TAP loses 70% of passengers in Porto on 2019
Both August and September were a disaster for national airline TAP in terms of passenger numbers flying to and from Porto.
Not only were there less passengers, down 70% overall from January to September on 2019, its low-cost competitors did better and picked up more passengers.
In Lisbon, the airline which between 2020-2021 has received €2Bn in State aid, has not been transporting even half of the passengers it carried in September 2019. The situation in Porto is even worse: TAP as lost 70.1% of its passengers compared to September 2019 and is on the point of being overtaken by low-cost Dutch airline Transavia.com
And to add to the airlines problems, which already faces having to sacrifice up to 20 peak time slots to other airlines such as Ryanair, economists have warned that the rejection of the State Budget 2022 TAP runs a serious risk of not getting any more cash from the Government.
In particular, a €1Bn payment to the airline and a €1.8Bn into the debt-ridden State railways company CP (Combios de Portugal).
“These capital injections need authorisation and the (Government) doesn’t have the conditions to make them.

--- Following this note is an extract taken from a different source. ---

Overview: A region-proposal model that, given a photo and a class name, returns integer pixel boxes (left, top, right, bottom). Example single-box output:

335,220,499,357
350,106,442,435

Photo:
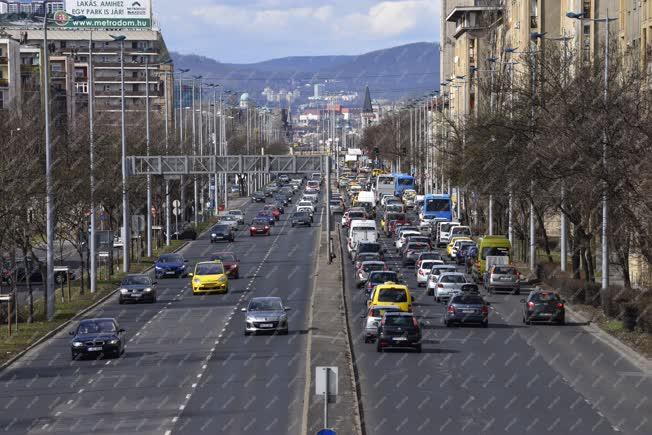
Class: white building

This will be put off until a State Budget can be agreed”, the economist Paulo Trigo Pereira told Jornal Económico.
However, the minister for Infrastructure and Housing said on Thursday last week that TAP’s revenues were “above those forecast in the document detailing company’s restructuring plan”.
Pedro Santos Nunes also said that the company’s recovery was “going well” but admitted that negotiations with the EU were “long and complicated”.
And as to the question of slots, the minister said, “We are negotiating the number of the slots to hand over” and added that the EU had forced Lufthansa and Air France to do the same.